The NHL will officially return today when the players’ vote on the collective bargaining agreement is tallied and a memorandum of understanding is signed. It will end a four-month saga that has left even the loquacious Miller almost speechless.
“I still don’t even know the right message because it was just a stupid, useless, waste of time,” he said. “My biggest thing is I hope the guys come back and play hard, and I hope the fans come back and still have that feeling of inspiration because guys go out and play hard and they hit hard, and they score great goals and make saves, do what they have to do for the team and do what makes hockey great.
“I think hockey will be OK. Yeah, I was a little bit worried there for a second, but cooler heads finally prevailed and we get to play.”
Miller arrived in Buffalo on Thursday night after an extended offseason spent mostly in Southern California. He was greeted Friday by 300 fans lining the practice rink, an increase of 300 over the players’ daily sessions the past four months. The change to a full rink from an empty one is a sign fans are ready to put the lockout behind them.
“It’s nice to see them,” Miller said. “Buffalo is just such a great sports city and big hockey city. I can’t imagine being a fan and not having that outlet.
“For me being a fan, it was hard not to have it on TV. I try and check out games and watch how players are doing. I tried to tune in to some of the world junior stuff. If there was a random game on the satellite or something, I tried to watch it.
“It’s been missing from my life for the past eight, 8½ months. That’s a long time. I tried to stay on the ice. I’ve been skating pretty consistently since June, but that’s not the same as playing with your teammates and going out and competing in different cities against other clubs. I’m excited to get back to that, for sure.”
Before Miller gets back to games – the first of which is expected to be against Philadelphia at 12:30 p.m. Jan. 20 in First Niagara Center – he reflected on his role in negotiations. He was one of 20 players who sat down with owners in early December as the sides made substantial progress only to watch it rapidly disintegrate.

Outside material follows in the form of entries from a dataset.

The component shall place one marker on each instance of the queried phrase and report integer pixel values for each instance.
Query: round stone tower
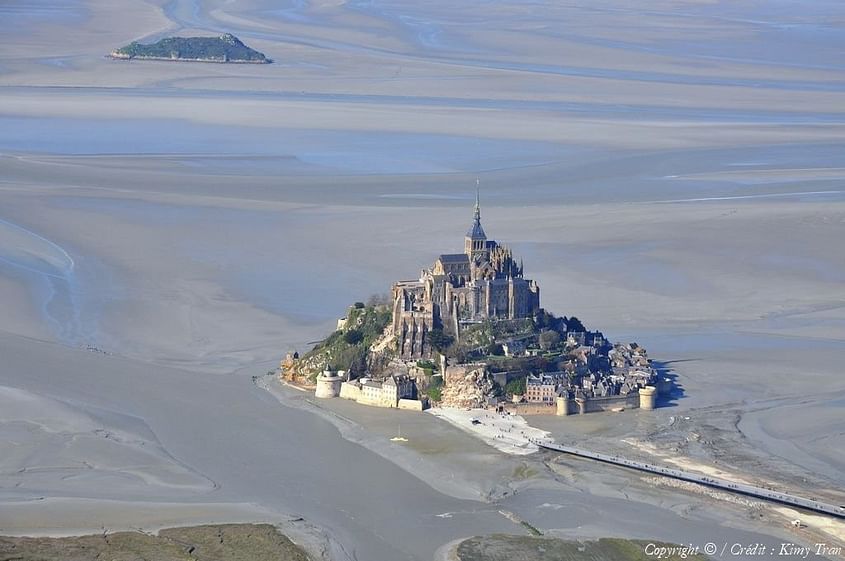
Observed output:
(562, 406)
(328, 384)
(581, 402)
(648, 398)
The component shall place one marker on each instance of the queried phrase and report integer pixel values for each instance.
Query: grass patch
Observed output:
(224, 542)
(534, 548)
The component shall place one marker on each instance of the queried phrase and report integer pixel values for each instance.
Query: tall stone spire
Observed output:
(476, 240)
(477, 202)
(477, 232)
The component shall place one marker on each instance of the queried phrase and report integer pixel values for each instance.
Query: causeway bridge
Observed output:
(739, 488)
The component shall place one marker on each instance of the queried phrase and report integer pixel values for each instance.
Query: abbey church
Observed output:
(483, 282)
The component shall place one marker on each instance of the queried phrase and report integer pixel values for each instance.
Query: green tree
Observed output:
(353, 337)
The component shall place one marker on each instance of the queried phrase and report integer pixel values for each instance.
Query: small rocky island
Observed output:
(225, 48)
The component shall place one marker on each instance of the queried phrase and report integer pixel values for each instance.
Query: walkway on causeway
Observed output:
(740, 488)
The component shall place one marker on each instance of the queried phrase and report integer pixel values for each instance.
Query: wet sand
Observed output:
(676, 182)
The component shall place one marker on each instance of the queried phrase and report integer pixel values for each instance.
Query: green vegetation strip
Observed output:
(228, 542)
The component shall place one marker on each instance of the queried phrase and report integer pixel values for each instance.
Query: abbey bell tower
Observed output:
(475, 242)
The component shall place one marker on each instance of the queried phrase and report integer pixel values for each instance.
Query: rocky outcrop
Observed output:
(467, 385)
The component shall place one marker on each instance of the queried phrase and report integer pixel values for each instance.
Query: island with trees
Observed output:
(470, 333)
(223, 49)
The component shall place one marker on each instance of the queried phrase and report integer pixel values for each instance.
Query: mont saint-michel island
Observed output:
(225, 48)
(470, 333)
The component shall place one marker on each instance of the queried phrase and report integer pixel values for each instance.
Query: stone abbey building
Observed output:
(483, 282)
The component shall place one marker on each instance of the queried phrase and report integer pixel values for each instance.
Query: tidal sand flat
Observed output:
(670, 172)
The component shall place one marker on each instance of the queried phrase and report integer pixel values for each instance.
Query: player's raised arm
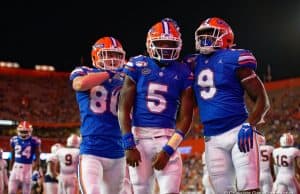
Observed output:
(257, 92)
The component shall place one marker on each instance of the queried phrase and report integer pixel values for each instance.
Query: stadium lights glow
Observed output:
(9, 64)
(44, 67)
(7, 122)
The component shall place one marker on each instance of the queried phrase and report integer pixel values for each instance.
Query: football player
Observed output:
(205, 178)
(285, 164)
(102, 163)
(3, 173)
(51, 181)
(25, 148)
(266, 176)
(156, 88)
(68, 159)
(222, 76)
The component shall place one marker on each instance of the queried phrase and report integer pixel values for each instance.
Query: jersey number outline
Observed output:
(99, 100)
(206, 80)
(282, 160)
(264, 155)
(68, 160)
(19, 153)
(156, 102)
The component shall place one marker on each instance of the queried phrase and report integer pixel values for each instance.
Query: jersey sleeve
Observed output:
(51, 158)
(188, 76)
(79, 71)
(246, 59)
(12, 141)
(131, 68)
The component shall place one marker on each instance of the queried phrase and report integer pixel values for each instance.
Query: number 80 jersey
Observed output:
(24, 148)
(98, 106)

“It was eye-opening in that you saw how things could quickly move forward, and you could see how it could all be dashed apart in a minute in a board room,” Miller said. “It was interesting. The biggest reality for me was when they wanted to start negotiating. You remember you’re responsible for 750 guys and it’s a $3.3 billion industry, so every single thing you try and float across the table, it’s hundreds of millions of dollars. You’re just like, ‘Ahh, I hope the boys don’t get too mad about this one.’ ”
“If anything, it’s a good life experience, but it’s a waste of time for hockey fans and hockey players and hockey owners.”
Looking back, Miller can’t see any way the sides could have reached a deal before now. He’s convinced Commissioner Gary Bettman wanted to wait until the last possible moment before signing. He said the union should have gotten organized a few years earlier in anticipation of a fight, but it was a mess until Donald Fehr took over as executive director in December 2010 and took time to get settled.
But it’s all over now, and he hopes the sport and its fans are ready to look forward.
“I’m glad we got a deal that’s about eight to 10 years, and maybe we can try and find some footing to have some kind of a better relationship with the league,” Miller said. “Whatever it was, it wasn’t working.
“It’s exciting to be back. That’s the way it’s supposed to feel. You go through that hesitant little false start we had in September and you get your hopes up a little bit. Obviously, we’ve had a lot of ups and downs since then. It’s nice to know we’re going to have something going pretty quick in a week here.”